Ахунд сколько угодно мог воздевать очи, взмахивать руками, употреблять всуе все девяносто имен аллаха,-—толпа не расходилась. Все прибежали сюда, бросив караулить стены, оставив распахнутыми ворота, побросав оружие. Окажись поблизости дивизион, красные конники без выстрела захватили бы караван-сарай.

Первым это понял Абдукагар. Он страшно встревожился, толкнул в бок своим кулачищем ахунда и, притянув его больно за ухо прямо к своему рту, что-то орал ему.

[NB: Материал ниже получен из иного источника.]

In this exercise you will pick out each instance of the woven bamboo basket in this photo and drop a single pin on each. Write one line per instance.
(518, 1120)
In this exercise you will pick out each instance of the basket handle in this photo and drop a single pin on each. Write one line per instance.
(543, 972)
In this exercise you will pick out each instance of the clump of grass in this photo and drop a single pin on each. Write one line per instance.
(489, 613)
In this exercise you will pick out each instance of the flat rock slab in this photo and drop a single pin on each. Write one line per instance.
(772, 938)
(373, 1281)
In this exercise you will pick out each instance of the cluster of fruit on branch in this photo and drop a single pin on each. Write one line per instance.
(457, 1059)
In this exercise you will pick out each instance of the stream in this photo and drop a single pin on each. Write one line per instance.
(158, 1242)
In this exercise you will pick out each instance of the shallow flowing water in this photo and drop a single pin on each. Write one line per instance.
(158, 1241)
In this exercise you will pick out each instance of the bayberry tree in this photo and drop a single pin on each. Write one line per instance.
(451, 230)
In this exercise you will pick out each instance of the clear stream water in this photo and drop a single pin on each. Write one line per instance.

Упираясь руками в палас, ахунд с трудом поднялся на четвереньки, а затем с помощью присутствующих кое-как выпрямился и провозгласил:

— Клянусь именем бога! Женщина предстанет пред лицом эмира Сеида Алимхана... святого халифа! Он сам решит ее участь...

— Разойтись! По местам!

Заорав так, что стервятники, сидевшие на высоком обломке стены, замахали тяжелыми крыльями, Абдукагар выпустил им вдогонку всю обойму из маузера, а сам тяжело прошагал во второй дворик, к купальням, и, остановившись у маленького окошечка, заделанного фигурной решеткой, сказал:

— Девушка, сиди тихо. Народ кричать будет. Стрельба будет. Все равно сиди тихо. Кто придет, сиди. А братца твоего прикажу сюда не пускать. И ох, что мне надо? Одного благосклонного взгляда красавицы... Вот и все...

Проворчав что-то, он, тяжело припадая на ноги, отдуваясь, пошел в большой двор, где бродили коми, стонали раненые и запах гнили под пронзительными лучами солнца пустыни струился и наполнял все ходы и переходы.

Красноармейцы Баба-Калана буквально через несколько минут бросились к глиняным стенам караван-сарая. Впереди цепей шел с маузером в руке Алексей Иванович.

Надо было вырвать пленницу из лап Абдукагара.

Говорят, бывает чудо. Чудо свершилось. Хоть комиссар шел открыто, во весь рост, ни одна пуля не задела его.

Комиссар сурово говорил:

— Они нервные, возбужденные. Их нервирует, когда идешь на них вот так. Руки, пальцы дрожат у стрелков. А когда целятся, туман в глазах. Ну и все мимо.